Umbrellas on banned list at Three Gorges Dam
(Reuters)
Updated: 2006-04-06 13:28

China's Three Gorges Dam, the world's largest hydro-electro project, opened again to tourists this week -- on the condition they don't bring canned drinks, video camera or, bizarrely, umbrellas.

And only 1,000 people are allowed on to the 185-metre (600-ft) dam a day and they can only stay for 20 minutes within a stretch of 500 square metres above the floodgates, Xinhua news agency said.

The 2,235-metre-long dam in the central province of Hubei opened to tourists for the first time in 2005, from July to September -- the Yangtze River's main flood season when a spectacular flood discharge is on display.

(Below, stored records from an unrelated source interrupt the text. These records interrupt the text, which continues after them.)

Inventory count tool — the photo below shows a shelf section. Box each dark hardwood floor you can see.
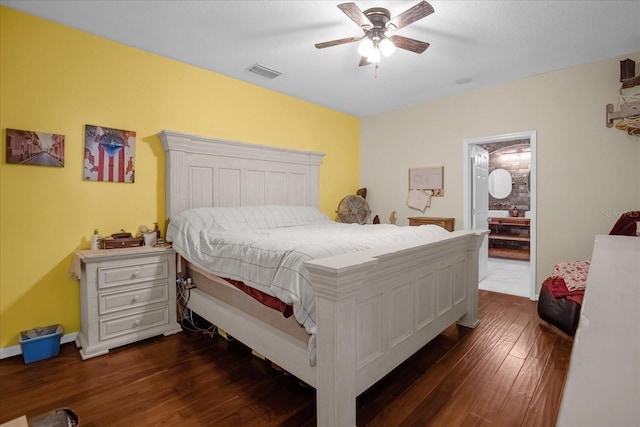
[0,291,572,427]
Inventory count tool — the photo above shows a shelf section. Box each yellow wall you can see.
[0,7,359,347]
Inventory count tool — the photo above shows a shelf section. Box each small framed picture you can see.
[7,129,64,168]
[84,125,136,183]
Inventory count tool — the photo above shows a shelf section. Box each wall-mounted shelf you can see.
[605,76,640,135]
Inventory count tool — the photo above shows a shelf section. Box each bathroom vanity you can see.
[489,217,531,261]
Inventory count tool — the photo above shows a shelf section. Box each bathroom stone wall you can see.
[480,139,531,217]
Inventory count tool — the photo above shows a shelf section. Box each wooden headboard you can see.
[158,130,324,218]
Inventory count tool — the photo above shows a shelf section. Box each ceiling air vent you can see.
[247,64,282,79]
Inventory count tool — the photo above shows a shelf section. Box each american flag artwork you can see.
[84,125,136,182]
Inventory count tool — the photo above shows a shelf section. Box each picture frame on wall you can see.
[6,129,64,168]
[84,125,136,183]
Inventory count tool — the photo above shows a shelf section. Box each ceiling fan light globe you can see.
[358,38,373,57]
[380,37,396,58]
[367,49,380,64]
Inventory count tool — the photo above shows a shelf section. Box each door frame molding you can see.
[462,130,538,301]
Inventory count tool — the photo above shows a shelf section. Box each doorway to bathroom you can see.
[463,131,536,300]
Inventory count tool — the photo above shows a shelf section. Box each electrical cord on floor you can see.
[176,273,217,338]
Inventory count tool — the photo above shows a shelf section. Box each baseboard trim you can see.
[0,332,78,360]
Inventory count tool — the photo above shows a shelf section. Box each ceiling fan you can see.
[315,1,434,66]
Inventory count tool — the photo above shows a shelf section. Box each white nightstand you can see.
[75,247,182,360]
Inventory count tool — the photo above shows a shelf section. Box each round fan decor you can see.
[336,195,371,224]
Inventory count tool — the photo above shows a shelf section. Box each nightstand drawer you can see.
[98,259,169,289]
[100,306,169,340]
[98,281,169,315]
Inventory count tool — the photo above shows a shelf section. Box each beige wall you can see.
[360,52,640,287]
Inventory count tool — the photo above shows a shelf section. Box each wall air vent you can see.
[247,64,282,79]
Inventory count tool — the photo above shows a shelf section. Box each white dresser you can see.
[75,247,182,359]
[556,235,640,427]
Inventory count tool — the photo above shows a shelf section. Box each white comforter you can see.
[167,208,448,364]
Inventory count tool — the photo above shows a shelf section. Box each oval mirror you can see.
[489,169,512,199]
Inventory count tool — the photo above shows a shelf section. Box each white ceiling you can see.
[5,0,640,117]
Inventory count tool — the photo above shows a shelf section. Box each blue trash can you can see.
[20,325,63,363]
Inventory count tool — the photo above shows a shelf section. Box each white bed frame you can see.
[158,130,487,427]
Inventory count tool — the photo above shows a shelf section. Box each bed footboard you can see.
[306,230,487,426]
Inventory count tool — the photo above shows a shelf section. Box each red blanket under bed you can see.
[224,279,293,317]
[542,276,584,305]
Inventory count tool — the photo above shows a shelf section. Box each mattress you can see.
[167,206,449,360]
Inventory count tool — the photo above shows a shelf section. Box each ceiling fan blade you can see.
[338,3,373,30]
[315,36,364,49]
[387,1,433,30]
[389,35,429,53]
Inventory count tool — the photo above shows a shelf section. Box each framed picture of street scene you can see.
[7,129,64,168]
[84,125,136,183]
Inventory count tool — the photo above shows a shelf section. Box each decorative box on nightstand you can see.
[76,246,182,360]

But authorities opened the tourists' floodgates early this year because the dam's expected completion in May would bring more "selling points" for tourism, Xinhua said.

The security checks as strict as those at airports had ensured zero accidents during last year's opening season when the dam received 100,000 tourists, Xinhua said.

But it did not explain the ban on video cameras and canned drinks, let alone the umbrellas.

The project, which was launched in 1993 amid controversy over the relocation of about 1 million people and environmental damage, will have a generating capacity of 18.2 million kilowatt hours, easing a energy-starved China's power crunch.